Auch einige internationale Kunstsammler haben bereits in Mühlbauer-Gardemin’s Katalog zugeschlagen. Verwundern tut dies nicht besonders, denn seine Kunstwerke sind nicht nur ästhetisch ansprechend, sondern auch ein gutes Art-Investment. Nun kann man seine Kreationen im Musikfachgeschäft des japanischen Instrumentenherstellers KAWAI in Hamburg bewundern. Es handelt sich dabei um eine ganz spezielle Ausstellung, passend zum Veranstaltungsort. Er hat zehn bedeutende Pianisten und Komponisten aus den Bereichen Klassik/Pop/Jazz/New Classical im Pop Art-Stil auf Leinwand verewigt (u.a. Frédéric Chopin, Hélène Grimaud, Elton John und Herbert Grönemeyer).

Interview mit Holger Mühlbauer-Gardemin

Ganz-hamburg.de: Herzlichen Glückwunsch zu deiner Einzelausstellung im Geschäft von KAWAI Hamburg, die noch bis Ende April 2024 läuft. Wie war die Vernissage dazu?

Holger Mühlbauer-Gardemin: Sehr gut, das war ein sehr professionelles Art-Event von YAC auf höchstem Niveau mit hochkarätigem und prominenten Publikum.

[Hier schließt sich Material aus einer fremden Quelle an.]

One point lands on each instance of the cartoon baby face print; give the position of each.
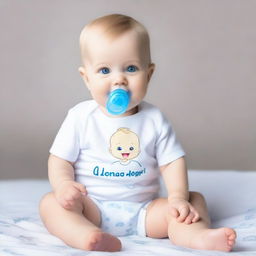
(124, 144)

Es waren einige Diplomaten wie die Generalkonsuln von Japan, Frankreich, der Türkei und Chile anwesend und auch einige national bekannte Promis wie zum Beispiel die Schauspielerinnen Nina Petri und Andrea Lüdke oder der Rockstar Jan Plewka von der Band Selig. Ich war absolut happy. Außerdem erläuterte Kunstexperte Henry C. Brinker die jeweiligen Bilder von mir, danach spielte die tolle Pianistin Sejung Choi ein passendes Stück zu dem von mir gemalten Motiv. Durch diese informativ-unterhaltenden Elemente entstand eine sehr angenehme Stimmung.

gh: Diese laufende Ausstellung bei KAWAI Hamburg trägt den Titel PIANISTEN I und beschäftigt sich allgemein mit dem Thema Musik machen. Warum ist es deiner Meinung nach wichtig, diese Aktivität, die zu den frühesten bekannten Aktivitäten der Menschheit zählt, in deiner Arbeit hervorzuheben?

HM-G: Weil Musik Emotionen auslöst und ich mit meinen Bildern auch Emotionen auslösen möchte, außerdem mache ich schon seit den frühen 80ern Jahren selbst Musik (spiele Bass). Zwar nicht im klassischen Bereich, sondern mehr Pop/Rock, aber die Trennung zwischen U- und E- Musik habe ich sowieso nie so gesehen, für mich ist Musik einfach immer Musik.

Holger Muehlbauer spricht am Mirkofon
Holger Mühlbauer-Gardemin mit seinem Pop Art-Porträt von Musik-Star Elton John. Auf der Vernissage der Ausstellung bei KAWAI erläuterte der Künstler einige Details zu seiner Arbeitsweise. Foto: Wolfgang Bürger/hfr

gh:Kannst du uns etwas über deinen Schaffungsprozess erzählen? Dein Ansatz ist sehr spezifisch, du mischt analoge mit digitalen Techniken. Hast du da immer eine ganz bestimmte Reihenfolge oder wechselst du das manchmal auch ab?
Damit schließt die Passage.